When (ab)using them for this purpose, SmallArrayArray's would be very handy as well.
Consider right now if I have something like an order-maintenance structure I have:
data Upper s = Upper {-# UNPACK #-} !(MutableByteArray s) {-# UNPACK #-} !(MutVar s (Upper s)) {-# UNPACK #-} !(MutVar s (Upper s))
data Lower s = Lower {-# UNPACK #-} !(MutVar s (Upper s)) {-# UNPACK #-} !(MutableByteArray s) {-# UNPACK #-} !(MutVar s (Lower s)) {-# UNPACK #-} !(MutVar s (Lower s))
The former contains, logically, a mutable integer and two pointers, one for forward and one for backwards. The latter is basically the same thing with a mutable reference up pointing at the structure above.

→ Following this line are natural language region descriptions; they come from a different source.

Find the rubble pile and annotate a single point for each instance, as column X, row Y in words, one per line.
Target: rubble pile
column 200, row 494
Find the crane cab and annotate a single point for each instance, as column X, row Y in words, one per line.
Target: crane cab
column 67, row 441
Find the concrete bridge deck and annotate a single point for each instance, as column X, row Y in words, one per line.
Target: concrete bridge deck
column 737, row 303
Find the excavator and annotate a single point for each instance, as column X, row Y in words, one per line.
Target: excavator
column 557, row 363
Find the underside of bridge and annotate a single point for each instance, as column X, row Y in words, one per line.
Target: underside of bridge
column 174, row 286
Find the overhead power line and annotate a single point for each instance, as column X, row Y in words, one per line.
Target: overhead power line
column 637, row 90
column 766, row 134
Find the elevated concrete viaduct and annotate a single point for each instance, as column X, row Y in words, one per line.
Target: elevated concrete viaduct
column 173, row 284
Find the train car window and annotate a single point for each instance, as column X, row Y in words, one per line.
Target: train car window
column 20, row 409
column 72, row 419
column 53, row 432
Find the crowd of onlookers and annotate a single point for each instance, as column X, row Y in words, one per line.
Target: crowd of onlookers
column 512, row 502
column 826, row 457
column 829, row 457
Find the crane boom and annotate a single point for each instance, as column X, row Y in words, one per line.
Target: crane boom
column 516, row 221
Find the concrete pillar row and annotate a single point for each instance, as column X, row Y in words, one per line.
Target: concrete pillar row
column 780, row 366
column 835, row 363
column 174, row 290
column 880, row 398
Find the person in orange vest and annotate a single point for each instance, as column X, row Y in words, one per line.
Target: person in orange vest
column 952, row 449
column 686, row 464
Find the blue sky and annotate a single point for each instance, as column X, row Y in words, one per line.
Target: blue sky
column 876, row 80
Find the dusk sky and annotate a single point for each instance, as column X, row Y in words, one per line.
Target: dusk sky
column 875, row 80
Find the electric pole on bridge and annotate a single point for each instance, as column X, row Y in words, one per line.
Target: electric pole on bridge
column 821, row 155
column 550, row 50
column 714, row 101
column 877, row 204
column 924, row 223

On the heap this is an object that points to a structure for the bytearray, and points to another structure for each mutvar which each point to the other 'Upper' structure. So there is a level of indirection smeared over everything.
So this is a pair of doubly linked lists with an upward link from the structure below to the structure above.

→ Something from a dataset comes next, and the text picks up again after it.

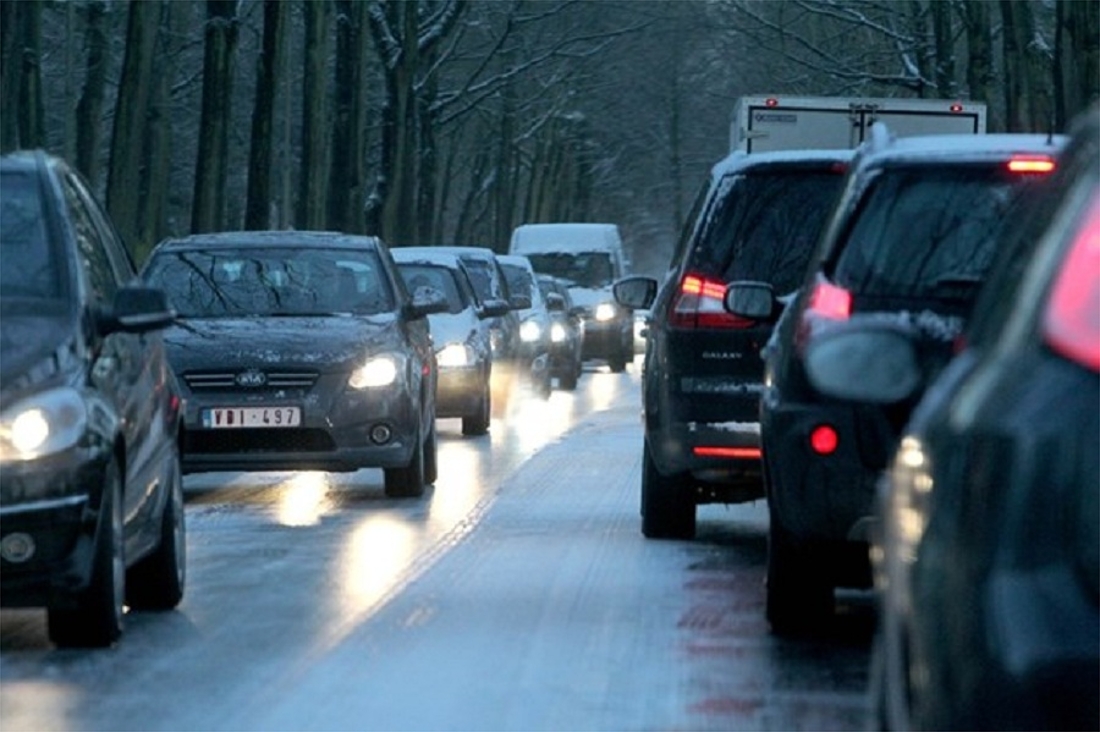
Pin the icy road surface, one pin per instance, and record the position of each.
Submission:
(518, 593)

Converted into ArrayArray#s I'd get
data Upper s = Upper (MutableArrayArray# s)
w/ the first slot being a pointer to a MutableByteArray#, and the next 2 slots pointing to the previous and next previous objects, represented just as their MutableArrayArray#s. I can use sameMutableArrayArray# on these for object identity, which lets me check for the ends of the lists by tying things back on themselves.
and below that
data Lower s = Lower (MutableArrayArray# s)

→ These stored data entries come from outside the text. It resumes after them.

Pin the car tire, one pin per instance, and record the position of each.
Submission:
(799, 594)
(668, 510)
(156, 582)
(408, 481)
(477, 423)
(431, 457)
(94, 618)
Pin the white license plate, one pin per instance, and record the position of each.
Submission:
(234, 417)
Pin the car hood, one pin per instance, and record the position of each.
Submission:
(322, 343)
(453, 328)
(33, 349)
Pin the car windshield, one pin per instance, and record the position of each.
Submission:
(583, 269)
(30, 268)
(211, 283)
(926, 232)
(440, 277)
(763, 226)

is similar, with an extra MutableArrayArray slot pointing up to an upper structure.
I can then write a handful of combinators for getting out the slots in question, while it has gained a level of indirection between the wrapper to put it in * and the MutableArrayArray# s in #, that one can be basically erased by ghc.
Unlike before I don't have several separate objects on the heap for each thing. I only have 2 now. The MutableArrayArray# for the object itself, and the MutableByteArray# that it references to carry around the mutable int.
The only pain points are
1.) the aforementioned limitation that currently prevents me from stuffing normal boxed data through a SmallArray or Array into an ArrayArray leaving me in a little ghetto disconnected from the rest of Haskell,
and
2.) the lack of SmallArrayArray's, which could let us avoid the card marking overhead. These objects are all small, 3-4 pointers wide. Card marking doesn't help.
Alternately I could just try to do really evil things and convert the whole mess to SmallArrays and then figure out how to unsafeCoerce my way to glory, stuffing the #'d references to the other arrays directly into the SmallArray as slots, removing the limitation we see here by aping the MutableArrayArray# s API, but that gets really really dangerous!
I'm pretty much willing to sacrifice almost anything on the altar of speed here, but I'd like to be able to let the GC move them and collect them which rules out simpler Ptr and Addr based solutions.